Philip Hensher

An unsuitable attachment to Nazism: Barbara Pym in the 1930s

Paula Byrne has unearthed some alarming information about the novelist known for her wry portrayals of English village life

Barbara Pym (far right) sunbathing with German friends. Credit: The Barbara Pym Society 
issue 17 April 2021

Novelists’ careers take different paths, and sometimes don’t look much like careers at all. It’s true that some start publishing between 25 and 35, and write a novel respectably every two or three years until they die, like Kingsley Amis. Others don’t start until they are 60, like Penelope Fitzgerald, or stop abruptly without warning, like Henry Green, or write one novel and no more, like Harper Lee. Inspiration, or interest, comes and goes, and both the audience and the industry will have their wilful way with creativity. The ultimate aim of a novel, to be read with pleasure decades after its creator’s death, is reached in tortuous ways.

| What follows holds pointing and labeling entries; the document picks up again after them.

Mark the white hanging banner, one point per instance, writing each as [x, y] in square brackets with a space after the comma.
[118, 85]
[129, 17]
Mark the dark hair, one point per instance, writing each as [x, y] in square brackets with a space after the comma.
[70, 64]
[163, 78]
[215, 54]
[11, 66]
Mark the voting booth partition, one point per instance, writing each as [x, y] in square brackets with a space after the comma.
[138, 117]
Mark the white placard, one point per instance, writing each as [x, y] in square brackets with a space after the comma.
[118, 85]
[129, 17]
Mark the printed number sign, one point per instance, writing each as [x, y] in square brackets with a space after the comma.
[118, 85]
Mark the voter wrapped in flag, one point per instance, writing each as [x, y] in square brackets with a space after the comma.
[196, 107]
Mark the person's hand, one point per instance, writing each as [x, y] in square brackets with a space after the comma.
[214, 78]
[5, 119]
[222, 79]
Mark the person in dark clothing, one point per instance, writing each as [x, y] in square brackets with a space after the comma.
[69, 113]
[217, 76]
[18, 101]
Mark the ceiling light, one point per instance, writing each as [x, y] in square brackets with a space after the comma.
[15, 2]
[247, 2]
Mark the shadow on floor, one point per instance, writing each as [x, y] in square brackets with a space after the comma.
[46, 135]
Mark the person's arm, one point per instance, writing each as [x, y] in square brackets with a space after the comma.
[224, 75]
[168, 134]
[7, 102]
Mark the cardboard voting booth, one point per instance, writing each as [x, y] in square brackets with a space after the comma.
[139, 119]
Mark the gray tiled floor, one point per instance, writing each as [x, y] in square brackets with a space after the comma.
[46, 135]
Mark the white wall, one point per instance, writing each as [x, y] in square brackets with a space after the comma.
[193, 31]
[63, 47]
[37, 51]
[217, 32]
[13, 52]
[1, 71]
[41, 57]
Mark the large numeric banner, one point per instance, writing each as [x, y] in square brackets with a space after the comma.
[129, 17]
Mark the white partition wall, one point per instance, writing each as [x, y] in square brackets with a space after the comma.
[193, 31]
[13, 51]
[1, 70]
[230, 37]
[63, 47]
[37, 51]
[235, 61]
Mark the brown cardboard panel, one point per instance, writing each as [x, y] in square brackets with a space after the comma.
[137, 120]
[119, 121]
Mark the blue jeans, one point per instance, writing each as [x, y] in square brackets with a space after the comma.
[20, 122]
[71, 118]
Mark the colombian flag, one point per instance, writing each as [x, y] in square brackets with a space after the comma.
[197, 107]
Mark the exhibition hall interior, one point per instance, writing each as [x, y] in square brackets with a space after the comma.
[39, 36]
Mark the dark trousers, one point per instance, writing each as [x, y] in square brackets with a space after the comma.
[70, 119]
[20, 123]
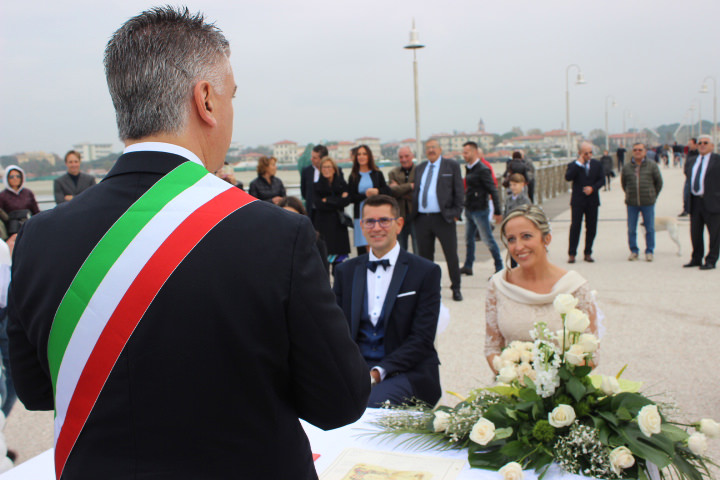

Who in the 1960s would have thought that by the 21st century one of the most admired American novelists would be John Edward Williams, the author of Stoner — or put money on Barbara Pym having any claim on posterity?

A cup of tea is poured; a character wonders ‘why Father Ransome couldn’t live at the clergy house’; a spinster chooses a rather too daring shade of lipstick for herself (‘Thank you, but I think I will have Hawaiian Fire’); love is shyly offered, and not returned.